ATF’s Fire Research Laboratory (FRL) in Maryland is routinely contacted by investigators to perform forensic fire testing and collect scientific data related to local, state and federal cases. The below videos show an experiment for one of those cases involving a fire pit that lead to a death.
The FRL conducted 17 fire tests in the Large Burn Room to test a witness statement that the flames from the fire pit may have entered the gasoline container (which didn’t have a spout installed), creating a momentary flame jet that engulfed the victim as they passed by the fire pit. A sample of the liquid found in the actual fire scene container was analyzed and determined to be a mixture of gasoline and heavy petroleum distillate. A witness said that the diesel mixture within the 2-gallon container was collected during the cleaning of contaminated fuel pump lines as part of a job servicing fuel pumps. The container was said to be less than 1/4 full at the time of the incident.
For safety purposes, an apparatus was constructed to allow the gasoline container to be remotely poured from an enclosure. Since the results could not be assumed in advance, lighting the fire directly with a lighter in hand would have been dangerous.
In these videos, the container is positioned above a natural gas burner and poured 10 ounces of gasoline without a nozzle in place. The gasoline was "weathered" or evaporated to 75% of its original mass.
As the container tilts over the flames, a large flame jet rapidly develops from the mouth of the container and extends in excess of 6.5 feet without warning and without damaging the container. The flames result in sustained head-to-toe burning to a mannequin placed at the same distance the victim was from the fire pit.
Flame jetting was only observed when “weathered” gasoline was utilized. It occurred when the gasoline container was tilted and the vapors were poured from the mouth of the container; when burner flames came in direct contact with the mouth of the gasoline container (piloted ignition) and when burner flames were several inches from the mouth of the gasoline container at the time of ignition (non-piloted ignition).

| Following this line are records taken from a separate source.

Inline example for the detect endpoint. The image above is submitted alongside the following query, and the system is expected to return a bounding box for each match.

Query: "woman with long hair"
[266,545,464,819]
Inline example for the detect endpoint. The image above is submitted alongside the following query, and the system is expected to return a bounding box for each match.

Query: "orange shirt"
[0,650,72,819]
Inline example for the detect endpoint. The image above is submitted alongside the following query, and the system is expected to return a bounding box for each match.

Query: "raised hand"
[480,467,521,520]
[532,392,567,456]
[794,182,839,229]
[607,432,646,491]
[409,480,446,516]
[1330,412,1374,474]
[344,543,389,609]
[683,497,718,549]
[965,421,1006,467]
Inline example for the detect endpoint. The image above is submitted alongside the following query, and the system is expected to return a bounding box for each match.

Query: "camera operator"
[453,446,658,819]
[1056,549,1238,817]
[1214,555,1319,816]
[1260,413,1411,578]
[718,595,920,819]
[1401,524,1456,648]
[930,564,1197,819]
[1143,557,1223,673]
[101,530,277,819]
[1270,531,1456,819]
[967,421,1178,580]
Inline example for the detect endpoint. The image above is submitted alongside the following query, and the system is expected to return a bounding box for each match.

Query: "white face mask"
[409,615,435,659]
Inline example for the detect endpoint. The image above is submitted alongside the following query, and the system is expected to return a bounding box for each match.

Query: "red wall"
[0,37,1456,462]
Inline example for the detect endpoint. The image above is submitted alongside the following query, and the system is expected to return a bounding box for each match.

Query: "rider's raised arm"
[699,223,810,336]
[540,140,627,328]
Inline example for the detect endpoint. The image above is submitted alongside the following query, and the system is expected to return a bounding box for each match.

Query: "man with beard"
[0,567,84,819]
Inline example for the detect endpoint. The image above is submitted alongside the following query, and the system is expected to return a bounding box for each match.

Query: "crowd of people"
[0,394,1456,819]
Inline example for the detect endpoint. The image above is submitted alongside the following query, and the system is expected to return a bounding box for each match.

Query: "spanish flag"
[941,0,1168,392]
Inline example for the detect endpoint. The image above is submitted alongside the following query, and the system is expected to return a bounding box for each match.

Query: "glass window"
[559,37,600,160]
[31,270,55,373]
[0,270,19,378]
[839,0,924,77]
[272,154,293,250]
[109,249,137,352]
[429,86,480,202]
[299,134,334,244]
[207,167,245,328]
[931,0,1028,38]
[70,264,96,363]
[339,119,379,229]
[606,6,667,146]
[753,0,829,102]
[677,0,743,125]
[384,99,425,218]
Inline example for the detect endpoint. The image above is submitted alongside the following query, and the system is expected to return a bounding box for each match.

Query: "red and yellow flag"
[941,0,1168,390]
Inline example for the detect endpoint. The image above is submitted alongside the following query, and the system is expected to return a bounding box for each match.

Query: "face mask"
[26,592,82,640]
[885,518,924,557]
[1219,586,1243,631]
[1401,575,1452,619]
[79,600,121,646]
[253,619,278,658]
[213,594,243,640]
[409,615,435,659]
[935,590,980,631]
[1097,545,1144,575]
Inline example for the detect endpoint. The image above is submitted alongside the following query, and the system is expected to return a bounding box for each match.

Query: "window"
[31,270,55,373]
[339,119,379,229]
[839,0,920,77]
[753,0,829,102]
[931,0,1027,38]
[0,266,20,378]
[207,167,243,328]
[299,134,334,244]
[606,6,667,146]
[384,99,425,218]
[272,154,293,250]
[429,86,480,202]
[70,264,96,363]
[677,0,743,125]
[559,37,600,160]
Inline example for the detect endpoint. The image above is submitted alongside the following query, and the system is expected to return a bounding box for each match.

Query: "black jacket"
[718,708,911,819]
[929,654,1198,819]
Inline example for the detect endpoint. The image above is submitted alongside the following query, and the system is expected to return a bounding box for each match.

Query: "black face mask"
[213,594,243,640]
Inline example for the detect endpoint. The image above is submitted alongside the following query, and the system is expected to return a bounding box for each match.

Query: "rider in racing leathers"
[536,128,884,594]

Testing indicated that flame jetting typically occurred less than five seconds after liquid began to pour from the mouth of the container. The entire jetting event lasted less than one second, with no observable warning signs prior to the phenomenon. When jetting did occur, there was no evidence damage to the container. The length of the flame jet was dependent the total quantity of liquid, the mixture ratio and the percentage that the gasoline was “weathered.”